It often rather puzzles people that there can be millions of job openings out there and also millions of people looking for a job. This is what the Employment Gap is, and what puzzles is that surely if everyone who wanted a job got one of those on offer then this gap would disappear, right? However, the gap is always there so what’s happening?
What’s really happening is that few really understand how dynamic the jobs market is. We don’t all go off and find a job and then stay in it until we retire. The economy is a great deal more chaotic and mobile than that. In fact, the US economy usually destroys and creates anew some 15 million or so jobs each year. Around and about 10% of the entire labour force as a rough idea. This is all about companies upsizing, downsizing, moving, closing, opening up: and it’s going on all the time around us.

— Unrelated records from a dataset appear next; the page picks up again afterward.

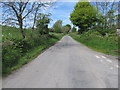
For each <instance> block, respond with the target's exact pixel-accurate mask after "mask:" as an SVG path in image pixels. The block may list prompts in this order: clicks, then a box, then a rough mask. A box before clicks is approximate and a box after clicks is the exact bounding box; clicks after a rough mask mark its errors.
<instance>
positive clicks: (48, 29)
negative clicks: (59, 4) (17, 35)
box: [37, 13, 50, 35]
mask: <svg viewBox="0 0 120 90" xmlns="http://www.w3.org/2000/svg"><path fill="white" fill-rule="evenodd" d="M49 16H50V14H42V13H40V14H39V15H38V20H37V30H38V31H39V33H40V34H41V35H43V34H48V33H49V29H48V24H49V23H50V18H49Z"/></svg>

In fact, in recessions we don’t usually see the number of jobs being destroyed rise. What causes the unemployment is that the creation of new jobs falls off.
With this continual process of jobs being destroyed and created then we’ve got a problem. For the people just out of work have to look around and see where those new jobs are. And the people offering the new jobs need sometime to work out which of the unemployed they want to take on. All of this is often called “search costs”. And it’s all a big subject in economics. Christopher Pissarides, at my old college, got the Nobel for investigating the inefficiencies in this process.

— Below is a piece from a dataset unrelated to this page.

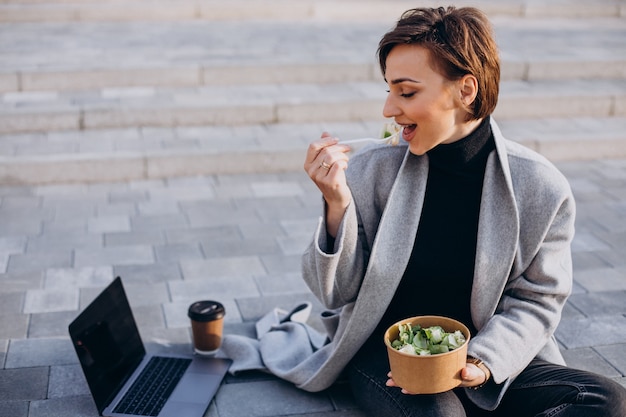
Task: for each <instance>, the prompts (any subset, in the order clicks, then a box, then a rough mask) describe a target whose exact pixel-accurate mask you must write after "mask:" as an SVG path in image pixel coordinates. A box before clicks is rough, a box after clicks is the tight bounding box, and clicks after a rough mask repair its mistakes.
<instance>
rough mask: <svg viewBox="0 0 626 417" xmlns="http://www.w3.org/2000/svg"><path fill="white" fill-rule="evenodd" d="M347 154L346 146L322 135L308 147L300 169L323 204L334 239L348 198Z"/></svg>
mask: <svg viewBox="0 0 626 417" xmlns="http://www.w3.org/2000/svg"><path fill="white" fill-rule="evenodd" d="M349 151H350V147H349V146H347V145H339V144H338V140H337V138H334V137H332V136H331V135H330V134H329V133H326V132H324V133H323V134H322V137H321V138H320V139H319V140H317V141H315V142H313V143H311V144H310V145H309V149H308V150H307V154H306V160H305V161H304V170H305V171H306V172H307V174H308V175H309V177H310V178H311V180H313V182H314V183H315V185H317V188H319V189H320V191H321V192H322V195H323V196H324V200H325V201H326V227H327V232H328V233H329V234H330V235H331V236H333V237H336V236H337V231H338V230H339V225H340V223H341V219H343V215H344V213H345V211H346V208H347V207H348V205H349V204H350V199H351V194H350V189H349V188H348V183H347V182H346V175H345V170H346V168H348V159H349V158H348V155H347V153H348V152H349Z"/></svg>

That’s what the employment gap is: just the time it takes for people looking for a job, the time it takes for those looking to employ someone, to meet up, check each other out and make a decision. And it’s why at any one time there are millions of jobs open and millions looking for work. They just haven’t found each other yet.
And this happens 15 million times a year even in the best run and non-recession afflicted economy.

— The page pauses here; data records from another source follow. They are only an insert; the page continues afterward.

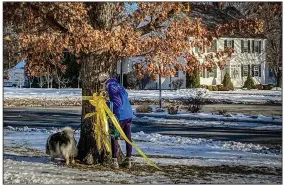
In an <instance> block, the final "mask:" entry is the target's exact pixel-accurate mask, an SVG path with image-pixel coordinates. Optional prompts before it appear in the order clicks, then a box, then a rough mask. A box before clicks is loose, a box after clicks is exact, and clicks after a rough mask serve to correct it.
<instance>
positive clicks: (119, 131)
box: [83, 93, 161, 170]
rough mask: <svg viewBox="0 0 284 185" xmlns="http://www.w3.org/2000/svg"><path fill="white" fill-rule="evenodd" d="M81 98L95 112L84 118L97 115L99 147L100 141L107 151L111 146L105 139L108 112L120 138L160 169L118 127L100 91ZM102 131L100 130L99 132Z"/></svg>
mask: <svg viewBox="0 0 284 185" xmlns="http://www.w3.org/2000/svg"><path fill="white" fill-rule="evenodd" d="M83 100H89V102H90V103H91V104H92V105H93V106H94V107H95V108H96V112H92V113H88V114H86V115H85V118H88V117H91V116H94V115H96V116H97V123H96V129H95V134H96V135H97V134H98V135H97V139H98V141H99V146H97V147H98V149H99V148H101V141H102V142H103V144H104V145H105V148H106V150H107V151H111V147H110V142H109V140H108V139H107V138H108V136H109V134H108V128H109V127H108V122H107V118H106V113H107V114H108V116H109V118H110V119H111V121H112V123H113V125H114V126H115V128H116V129H117V131H118V132H119V133H120V135H121V136H122V138H123V139H124V140H125V141H126V142H127V143H129V144H130V145H132V146H133V147H134V148H135V149H136V150H137V151H138V152H139V154H140V155H141V156H142V157H143V158H144V159H145V160H146V161H147V162H148V163H149V164H150V165H151V166H153V167H155V168H157V169H159V170H161V169H160V168H159V167H158V166H157V165H156V164H155V163H153V162H152V161H151V160H150V159H149V158H148V157H147V155H146V154H145V153H144V152H143V151H142V150H141V149H140V148H139V147H138V146H137V145H135V144H134V143H132V142H131V141H130V140H129V139H128V138H127V136H126V135H125V133H124V132H123V130H122V128H121V127H120V124H119V122H118V121H117V119H116V117H115V115H114V114H113V113H112V111H111V110H110V109H109V107H108V106H107V104H106V102H105V98H104V96H103V94H102V93H101V94H100V95H97V94H96V93H94V95H93V96H83ZM100 131H102V132H100Z"/></svg>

It gets worse in recessions because fewer new jobs are being created than in normal times: not because there are more jobs being destroyed.
We generally think that unemployment (outside a war, or the very peak of a vast boom) isn’t ever going to go below 4 or 5% of the labour force. Simply because of this gap between losing one job and getting another. Unemployment is higher than this at present, most certainly. But that’s because of the recession: there will always be an employment gap and it will always be of a substantial size and involve millions of people.